We considered migrating all the legacy data into the new structure, but in our tests found that with a moderate number of fields and a moderate number of entries, the update could end up at the PHP timeout threshold. In our testing there isn’t much in the way of performance loss in having data in both structures, so we decided to maintain the legacy data structure at this juncture. We have talked about providing post-upgrade instructions for manually migrating this data.
Chiming in for a minute.
Having both options feels like a half-baked solution. For add-ons that target those tables and can’t use the Models (because of intricate queries and whatnot), would now have to support both ways.
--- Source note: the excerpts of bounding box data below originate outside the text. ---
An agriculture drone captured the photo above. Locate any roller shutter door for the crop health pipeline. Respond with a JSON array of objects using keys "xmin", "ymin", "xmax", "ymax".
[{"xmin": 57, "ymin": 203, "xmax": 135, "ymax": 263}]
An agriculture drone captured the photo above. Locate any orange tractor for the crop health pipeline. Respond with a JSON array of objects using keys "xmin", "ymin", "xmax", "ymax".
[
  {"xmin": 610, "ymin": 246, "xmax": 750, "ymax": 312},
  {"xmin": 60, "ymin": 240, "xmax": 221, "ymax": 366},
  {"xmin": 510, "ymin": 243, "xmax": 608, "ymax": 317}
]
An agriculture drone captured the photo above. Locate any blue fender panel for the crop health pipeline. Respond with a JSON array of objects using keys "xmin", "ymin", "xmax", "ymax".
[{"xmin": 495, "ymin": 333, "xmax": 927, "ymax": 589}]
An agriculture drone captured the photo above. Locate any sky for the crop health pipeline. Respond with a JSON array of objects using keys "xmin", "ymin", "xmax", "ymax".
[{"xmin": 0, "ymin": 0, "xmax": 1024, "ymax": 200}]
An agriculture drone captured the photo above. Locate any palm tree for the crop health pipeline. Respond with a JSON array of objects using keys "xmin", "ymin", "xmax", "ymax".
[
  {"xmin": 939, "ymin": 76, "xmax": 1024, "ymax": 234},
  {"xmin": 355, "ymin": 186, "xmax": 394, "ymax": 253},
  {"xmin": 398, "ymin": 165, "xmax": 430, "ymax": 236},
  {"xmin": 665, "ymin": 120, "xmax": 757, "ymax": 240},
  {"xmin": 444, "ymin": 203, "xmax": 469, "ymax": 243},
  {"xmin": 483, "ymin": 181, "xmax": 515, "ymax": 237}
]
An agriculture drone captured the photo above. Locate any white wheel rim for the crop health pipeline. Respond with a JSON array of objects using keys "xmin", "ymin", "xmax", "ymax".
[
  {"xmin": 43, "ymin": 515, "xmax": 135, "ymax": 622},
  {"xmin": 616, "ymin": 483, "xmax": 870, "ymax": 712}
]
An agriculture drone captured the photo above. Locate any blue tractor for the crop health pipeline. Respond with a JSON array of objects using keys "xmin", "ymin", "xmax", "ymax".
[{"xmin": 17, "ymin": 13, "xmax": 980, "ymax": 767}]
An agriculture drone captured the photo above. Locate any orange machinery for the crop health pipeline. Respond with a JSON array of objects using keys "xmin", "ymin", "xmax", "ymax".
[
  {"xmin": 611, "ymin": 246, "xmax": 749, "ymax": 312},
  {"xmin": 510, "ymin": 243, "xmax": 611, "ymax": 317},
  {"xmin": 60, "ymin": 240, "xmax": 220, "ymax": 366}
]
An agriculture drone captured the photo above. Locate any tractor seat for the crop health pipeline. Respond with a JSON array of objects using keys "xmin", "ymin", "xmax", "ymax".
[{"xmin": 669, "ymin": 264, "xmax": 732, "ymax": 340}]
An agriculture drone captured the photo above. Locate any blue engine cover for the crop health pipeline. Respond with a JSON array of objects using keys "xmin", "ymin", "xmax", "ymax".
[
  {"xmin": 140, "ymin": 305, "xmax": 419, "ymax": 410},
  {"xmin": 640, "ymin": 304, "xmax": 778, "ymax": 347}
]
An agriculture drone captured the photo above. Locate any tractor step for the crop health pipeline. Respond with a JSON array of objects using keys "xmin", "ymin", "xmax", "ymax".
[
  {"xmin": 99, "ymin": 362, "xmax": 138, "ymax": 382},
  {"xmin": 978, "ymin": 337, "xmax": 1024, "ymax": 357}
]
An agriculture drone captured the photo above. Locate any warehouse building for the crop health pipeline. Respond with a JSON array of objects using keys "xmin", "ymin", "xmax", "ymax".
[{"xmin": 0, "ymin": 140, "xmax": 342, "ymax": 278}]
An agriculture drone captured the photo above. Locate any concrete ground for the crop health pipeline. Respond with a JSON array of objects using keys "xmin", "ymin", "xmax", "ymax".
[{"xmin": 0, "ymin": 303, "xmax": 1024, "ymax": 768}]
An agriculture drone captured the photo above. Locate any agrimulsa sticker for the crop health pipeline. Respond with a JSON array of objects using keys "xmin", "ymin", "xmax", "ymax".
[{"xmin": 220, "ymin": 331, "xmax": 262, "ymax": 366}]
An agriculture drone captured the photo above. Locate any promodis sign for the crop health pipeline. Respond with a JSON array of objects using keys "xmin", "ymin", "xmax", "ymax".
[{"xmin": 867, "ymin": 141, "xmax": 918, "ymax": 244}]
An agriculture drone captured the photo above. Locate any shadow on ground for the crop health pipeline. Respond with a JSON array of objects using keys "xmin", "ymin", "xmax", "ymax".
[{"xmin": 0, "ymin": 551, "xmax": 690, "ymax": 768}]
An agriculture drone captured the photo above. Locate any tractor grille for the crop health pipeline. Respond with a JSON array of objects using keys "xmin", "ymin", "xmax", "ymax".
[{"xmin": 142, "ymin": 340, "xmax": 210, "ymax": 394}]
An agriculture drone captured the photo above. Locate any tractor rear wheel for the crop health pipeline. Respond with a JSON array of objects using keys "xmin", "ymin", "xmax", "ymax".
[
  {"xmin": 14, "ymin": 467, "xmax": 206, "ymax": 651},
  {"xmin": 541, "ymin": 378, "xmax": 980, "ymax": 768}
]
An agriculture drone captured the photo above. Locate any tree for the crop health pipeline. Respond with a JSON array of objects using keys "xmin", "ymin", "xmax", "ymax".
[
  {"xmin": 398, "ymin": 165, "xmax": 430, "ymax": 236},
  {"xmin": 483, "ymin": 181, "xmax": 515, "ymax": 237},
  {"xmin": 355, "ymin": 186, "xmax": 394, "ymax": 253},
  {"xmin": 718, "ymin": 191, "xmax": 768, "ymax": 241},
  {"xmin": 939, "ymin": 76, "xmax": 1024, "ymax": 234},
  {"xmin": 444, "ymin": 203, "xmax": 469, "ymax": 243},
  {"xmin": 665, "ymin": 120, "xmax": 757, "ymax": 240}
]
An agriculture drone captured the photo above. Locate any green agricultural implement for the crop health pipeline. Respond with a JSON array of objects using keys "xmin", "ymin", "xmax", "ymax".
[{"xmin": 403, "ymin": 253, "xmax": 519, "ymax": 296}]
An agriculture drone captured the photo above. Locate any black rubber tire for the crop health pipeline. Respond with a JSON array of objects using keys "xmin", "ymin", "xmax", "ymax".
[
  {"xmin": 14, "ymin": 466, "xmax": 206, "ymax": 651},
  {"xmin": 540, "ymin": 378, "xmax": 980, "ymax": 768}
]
I’m sure you’ve all discussed and weighed the pros and cons of the current situation, and in the end the choice is yours to make. But a major version update already is an opportunity to change things drastically, so why not go all the way…?
Happy to dive into this more and hear concerns and options, let’s make sure it comes up at the roundtable tomorrow.
FWIW, when Seth says it could easily exceed the PHP timeout, I’ve seen a handful of vanilla ALTER statements take hours to run from the CLI on databases of unextraordinary size. Our thinking is that we’d rather those folks be able to upgrade to v4 and beyond than having to make the choice to be stuck on v3 or move to a host that will let them run MySQL from the command line and potentially bring their site offline for many hours.
Low, I don’t know if it helps but in my case I added this to my AppHelper and its made a few things easier and I’ve barely had to change queries:
/**
* @param $fieldName
* @return string
*/
public static function getFieldTableName($fieldName)
{
if (self::isEE3()) {
return ee()->db->dbprefix . 'channel_data';
}
$fieldId = str_replace('field_id_', '', $fieldName);
ee()->db->data_cache = [];
$fieldTableExists = ee()->db->table_exists('channel_data_field_'. $fieldId);
// Must be a legacy field in EE4
if (!$fieldTableExists) {
return ee()->db->dbprefix . 'channel_data';
}
// Looks like a new field in EE4
return ee()->db->dbprefix.'channel_data_field_' . $fieldId;
}
You could also take a more hard line approach. If there is a migration option available from EL after the release, just say that Low Search requires that migration. That way you only have to code for and support 1 method of querying data.
Maybe comparable, but when I released Publisher 2 I said I wasn’t supporting Playa and Matrix anymore and customers had to use the migration to Relationship and Grid tool that EL created. Not once did I get negative feedback, which surprised me. I think customers would be understanding of an extra requirement if you wanted to go that route.